The listing underlines the well known fact that the electronic limit order book won. There are no market maker exchanges of note any more. This is a serious problem for academic finance as a lot of our intuition is still rooted in the old world of market makers. I see a striking contrast between the importance of market makers in the finance literature and their irrelevance in the real world. The only game in town is the anonymous limit order book market, and academic finance is weak on it.
If you add up the two Chinese exchanges, there is more activity than the two Indian exchanges. In 2012, the two Chinese exchanges added up to 1861 million transactions, which went up sharply (by 31.25%) to 2442 million transactions in 2013. The two Indian exchanges, in contrast, added up to 1762 million transactions in 2012 but grew by only 1.81% to 1793 million transactions in 2013. In 2013, the two Chinese exchanges added up to a trading intensity that was 36% greater than India. If Shenzen and Shanghai keep up their blistering growth, and NSE stays at low growth, then by 2015 or so, NSE will be displaced from the #1 slot.

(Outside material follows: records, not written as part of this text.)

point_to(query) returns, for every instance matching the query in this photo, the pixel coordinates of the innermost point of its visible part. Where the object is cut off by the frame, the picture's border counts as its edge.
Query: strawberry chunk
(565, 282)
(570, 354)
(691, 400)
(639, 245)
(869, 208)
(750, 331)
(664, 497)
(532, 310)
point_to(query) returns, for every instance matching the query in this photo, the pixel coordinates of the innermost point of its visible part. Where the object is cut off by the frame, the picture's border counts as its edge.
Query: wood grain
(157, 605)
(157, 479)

The question mark for China lies in establishing something like the Indian Financial Code and the rule of law.
This ranking implies that NSE is a great lab for doing research. It is now a bigger exchange than the NYSE and NASDAQ by number of transactions. In addition, liquidity in the US is fragmented across numerous trading venues, which makes is much harder to understand what is going on. In contrast, the order flow for spot and derivatives is largely consolidated. If one can marshal data for NSE and BSE there is 100% coverage. There is no OTC trading and no dark pools. In fact, if a stock is not on the stock derivatives list, it is essentially impossible to take a leveraged position on it. This makes India a clean laboratory where the working of an equity market can be understood.

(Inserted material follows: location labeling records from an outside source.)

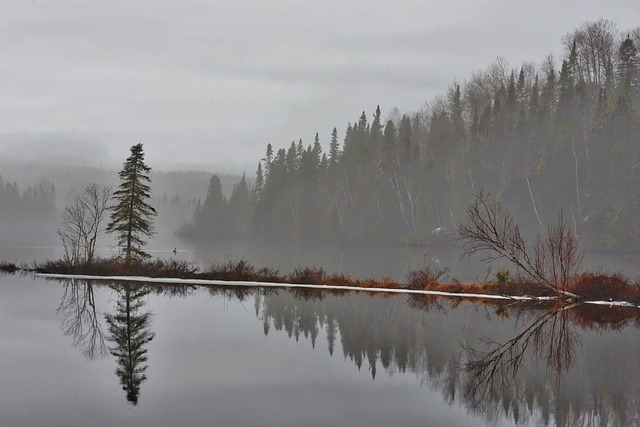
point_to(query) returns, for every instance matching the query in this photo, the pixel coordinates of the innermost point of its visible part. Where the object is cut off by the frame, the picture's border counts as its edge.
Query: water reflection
(129, 332)
(79, 318)
(540, 363)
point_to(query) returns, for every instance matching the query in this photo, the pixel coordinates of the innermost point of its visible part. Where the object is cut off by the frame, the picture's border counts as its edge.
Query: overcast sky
(212, 82)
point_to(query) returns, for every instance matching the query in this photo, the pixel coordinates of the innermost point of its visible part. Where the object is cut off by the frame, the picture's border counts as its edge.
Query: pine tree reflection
(79, 318)
(129, 331)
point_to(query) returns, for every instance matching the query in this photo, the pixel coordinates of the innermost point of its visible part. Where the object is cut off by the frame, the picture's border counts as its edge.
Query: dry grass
(596, 286)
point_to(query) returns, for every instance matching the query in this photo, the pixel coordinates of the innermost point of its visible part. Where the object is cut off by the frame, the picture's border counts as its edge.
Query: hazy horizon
(209, 84)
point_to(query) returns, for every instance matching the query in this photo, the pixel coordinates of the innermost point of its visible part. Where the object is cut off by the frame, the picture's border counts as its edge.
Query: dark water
(78, 353)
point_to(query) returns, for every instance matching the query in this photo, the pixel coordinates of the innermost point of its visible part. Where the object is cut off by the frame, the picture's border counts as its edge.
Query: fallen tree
(492, 232)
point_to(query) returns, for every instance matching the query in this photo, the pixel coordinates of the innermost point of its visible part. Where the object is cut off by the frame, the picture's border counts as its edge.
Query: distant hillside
(562, 133)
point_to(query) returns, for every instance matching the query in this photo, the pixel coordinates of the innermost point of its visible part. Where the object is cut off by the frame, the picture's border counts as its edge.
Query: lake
(78, 353)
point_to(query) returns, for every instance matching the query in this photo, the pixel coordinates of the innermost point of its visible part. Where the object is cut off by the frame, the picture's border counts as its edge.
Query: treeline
(563, 134)
(218, 217)
(34, 200)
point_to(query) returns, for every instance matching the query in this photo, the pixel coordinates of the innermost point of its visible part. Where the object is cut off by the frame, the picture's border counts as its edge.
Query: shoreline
(258, 284)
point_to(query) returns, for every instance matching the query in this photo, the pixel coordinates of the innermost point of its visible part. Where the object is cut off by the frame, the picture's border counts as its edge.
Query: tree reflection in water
(129, 332)
(552, 336)
(79, 318)
(544, 363)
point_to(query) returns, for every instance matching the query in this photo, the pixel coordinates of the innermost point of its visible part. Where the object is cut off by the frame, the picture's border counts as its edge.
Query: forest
(561, 134)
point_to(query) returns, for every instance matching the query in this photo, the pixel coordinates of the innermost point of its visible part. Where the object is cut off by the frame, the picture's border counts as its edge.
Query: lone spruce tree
(131, 214)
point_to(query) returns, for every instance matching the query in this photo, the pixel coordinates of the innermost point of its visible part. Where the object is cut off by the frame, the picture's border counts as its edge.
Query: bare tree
(81, 222)
(492, 231)
(552, 339)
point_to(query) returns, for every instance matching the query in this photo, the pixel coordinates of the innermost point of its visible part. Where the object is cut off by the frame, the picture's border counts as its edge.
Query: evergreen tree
(131, 214)
(334, 150)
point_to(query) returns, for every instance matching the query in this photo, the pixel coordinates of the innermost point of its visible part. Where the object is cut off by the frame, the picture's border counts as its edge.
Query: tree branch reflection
(552, 338)
(79, 318)
(130, 331)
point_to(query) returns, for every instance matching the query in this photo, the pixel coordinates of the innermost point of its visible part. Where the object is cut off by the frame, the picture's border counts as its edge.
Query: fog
(207, 84)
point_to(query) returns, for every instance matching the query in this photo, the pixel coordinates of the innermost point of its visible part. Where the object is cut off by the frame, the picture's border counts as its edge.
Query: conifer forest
(559, 133)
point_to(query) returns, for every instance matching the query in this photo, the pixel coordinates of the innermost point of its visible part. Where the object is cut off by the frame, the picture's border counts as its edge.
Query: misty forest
(437, 265)
(559, 135)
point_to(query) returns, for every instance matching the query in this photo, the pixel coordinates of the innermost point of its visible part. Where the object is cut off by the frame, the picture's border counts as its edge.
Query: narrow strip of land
(205, 282)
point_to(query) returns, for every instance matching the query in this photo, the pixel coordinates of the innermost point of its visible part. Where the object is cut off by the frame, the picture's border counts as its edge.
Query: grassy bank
(589, 286)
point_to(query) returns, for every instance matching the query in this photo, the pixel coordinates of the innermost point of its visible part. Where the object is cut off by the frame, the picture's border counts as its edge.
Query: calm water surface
(77, 353)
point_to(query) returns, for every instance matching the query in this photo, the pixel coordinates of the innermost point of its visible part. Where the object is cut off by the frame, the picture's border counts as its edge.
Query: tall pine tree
(131, 214)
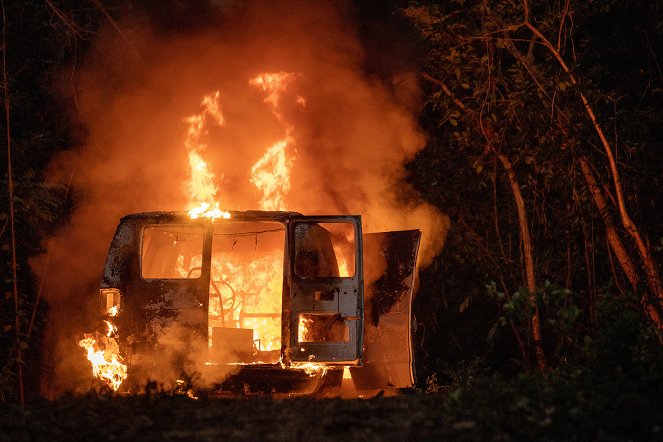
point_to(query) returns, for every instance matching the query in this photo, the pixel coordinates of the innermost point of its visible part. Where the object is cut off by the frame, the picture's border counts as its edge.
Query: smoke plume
(351, 132)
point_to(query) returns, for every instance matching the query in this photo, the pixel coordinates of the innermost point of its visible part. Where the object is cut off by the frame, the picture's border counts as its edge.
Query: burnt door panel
(323, 310)
(389, 261)
(167, 298)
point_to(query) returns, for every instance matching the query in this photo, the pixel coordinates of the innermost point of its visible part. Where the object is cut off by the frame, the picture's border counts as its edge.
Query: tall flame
(200, 187)
(271, 173)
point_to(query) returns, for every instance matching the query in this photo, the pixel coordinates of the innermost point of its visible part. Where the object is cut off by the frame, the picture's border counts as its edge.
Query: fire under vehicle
(275, 302)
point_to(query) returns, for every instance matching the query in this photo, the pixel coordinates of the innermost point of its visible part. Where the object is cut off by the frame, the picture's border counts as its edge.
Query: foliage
(493, 90)
(40, 39)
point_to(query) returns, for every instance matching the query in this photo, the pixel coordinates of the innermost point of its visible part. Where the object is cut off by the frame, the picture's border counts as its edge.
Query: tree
(505, 90)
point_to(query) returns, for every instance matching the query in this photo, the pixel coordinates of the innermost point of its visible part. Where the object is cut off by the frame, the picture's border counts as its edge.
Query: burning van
(261, 302)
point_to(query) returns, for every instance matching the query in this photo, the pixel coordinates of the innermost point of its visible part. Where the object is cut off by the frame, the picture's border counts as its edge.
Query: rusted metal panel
(390, 260)
(317, 293)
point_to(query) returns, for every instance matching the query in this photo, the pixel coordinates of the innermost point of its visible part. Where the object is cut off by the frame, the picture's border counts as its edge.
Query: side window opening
(324, 250)
(171, 251)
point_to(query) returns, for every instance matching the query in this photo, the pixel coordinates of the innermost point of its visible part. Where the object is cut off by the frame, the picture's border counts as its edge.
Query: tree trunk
(529, 261)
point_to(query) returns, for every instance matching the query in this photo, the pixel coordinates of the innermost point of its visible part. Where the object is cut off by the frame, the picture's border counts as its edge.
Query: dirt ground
(89, 418)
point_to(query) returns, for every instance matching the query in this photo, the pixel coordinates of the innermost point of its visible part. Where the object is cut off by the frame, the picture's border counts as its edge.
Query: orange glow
(200, 187)
(271, 175)
(105, 357)
(258, 287)
(274, 84)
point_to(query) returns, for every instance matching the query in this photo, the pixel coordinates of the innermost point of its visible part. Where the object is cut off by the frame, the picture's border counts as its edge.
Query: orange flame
(200, 186)
(105, 357)
(271, 173)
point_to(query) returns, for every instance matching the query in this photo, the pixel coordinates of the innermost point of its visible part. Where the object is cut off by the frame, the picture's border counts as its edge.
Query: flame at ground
(105, 357)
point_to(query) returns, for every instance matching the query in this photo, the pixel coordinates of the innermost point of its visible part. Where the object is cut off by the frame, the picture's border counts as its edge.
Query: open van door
(389, 261)
(323, 311)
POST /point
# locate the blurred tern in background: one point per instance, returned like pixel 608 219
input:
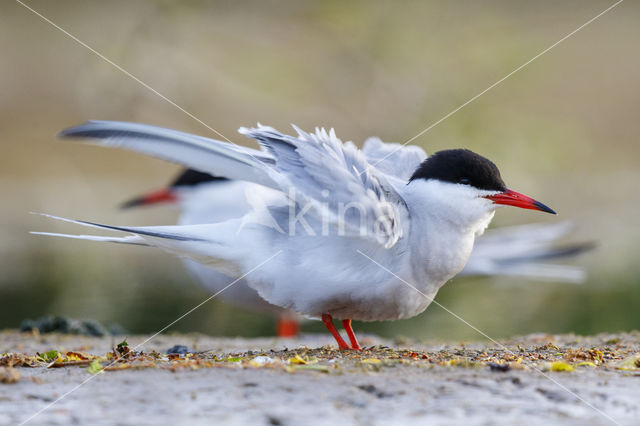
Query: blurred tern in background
pixel 367 234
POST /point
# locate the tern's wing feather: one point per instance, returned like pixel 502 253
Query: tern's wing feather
pixel 197 152
pixel 523 251
pixel 208 243
pixel 335 176
pixel 393 158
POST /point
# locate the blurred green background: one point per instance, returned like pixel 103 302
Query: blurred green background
pixel 564 130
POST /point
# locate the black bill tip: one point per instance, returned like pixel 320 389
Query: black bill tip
pixel 543 208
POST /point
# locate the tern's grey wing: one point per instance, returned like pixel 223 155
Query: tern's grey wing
pixel 393 158
pixel 197 152
pixel 337 178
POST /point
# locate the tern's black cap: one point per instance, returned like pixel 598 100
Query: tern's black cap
pixel 461 166
pixel 191 177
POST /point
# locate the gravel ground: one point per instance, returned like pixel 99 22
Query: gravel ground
pixel 257 381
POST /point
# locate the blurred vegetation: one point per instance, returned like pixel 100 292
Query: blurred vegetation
pixel 564 129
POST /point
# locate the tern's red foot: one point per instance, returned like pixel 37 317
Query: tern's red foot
pixel 288 327
pixel 352 336
pixel 328 321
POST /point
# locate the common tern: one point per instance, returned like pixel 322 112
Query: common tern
pixel 522 251
pixel 347 237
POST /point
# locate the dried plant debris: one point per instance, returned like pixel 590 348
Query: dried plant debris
pixel 562 354
pixel 9 375
pixel 65 325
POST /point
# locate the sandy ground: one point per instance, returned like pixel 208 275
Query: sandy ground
pixel 434 383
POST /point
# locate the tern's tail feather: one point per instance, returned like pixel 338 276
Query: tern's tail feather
pixel 208 244
pixel 523 251
pixel 196 152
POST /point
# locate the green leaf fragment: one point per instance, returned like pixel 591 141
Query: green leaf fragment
pixel 95 367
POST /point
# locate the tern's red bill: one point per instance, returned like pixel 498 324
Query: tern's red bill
pixel 160 196
pixel 513 198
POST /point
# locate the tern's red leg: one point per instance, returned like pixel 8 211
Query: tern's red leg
pixel 288 327
pixel 352 336
pixel 328 321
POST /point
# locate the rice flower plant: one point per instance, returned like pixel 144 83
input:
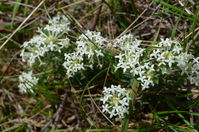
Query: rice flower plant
pixel 90 44
pixel 73 63
pixel 26 82
pixel 130 52
pixel 115 101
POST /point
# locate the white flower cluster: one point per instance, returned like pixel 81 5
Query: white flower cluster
pixel 130 57
pixel 116 101
pixel 50 38
pixel 27 81
pixel 73 63
pixel 167 56
pixel 131 52
pixel 89 46
pixel 166 52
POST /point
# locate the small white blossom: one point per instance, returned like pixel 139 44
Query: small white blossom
pixel 90 44
pixel 73 63
pixel 166 52
pixel 115 101
pixel 130 52
pixel 27 81
pixel 146 74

The US is the ideal lab for understanding what happens when liquidity is fragmented; research projects focusing on fragmentation of liquidity should be done using US data.
The heart of the action in modern exchanges is algorithmic trading. I see one world for the really big exchanges where on average there are over 200 trades/s with peaks of over 10,000 trades/s, and another world for all other exchanges. There is one cadre of finance and IT folks, spread all over the world, who are building these hairy systems around the top exchanges. If you setup a conversation on algorithmic trading between the folks in Bombay, New York, Korea and China, they'd have a lot to say to each other. A new world of financial firms is going to emerge, where a common set of finance & IT skills are deployed across the four locations.
A very large number of transactions yields economies of scale. It is not surprising that the charges in India are low by world standards. This is a competitive advantage in the production of transaction services. If India makes the right moves on the policy bottlenecks, a greater fraction of India-related activity will come to India, and India can be a platform for trading global products. The competitive advantage of NSE and the algorithmic firms surrounding NSE comes from a combination of world class transaction intensity but low revenues/trade. This forces exchanges and algorithmic firms in India to be more intelligent.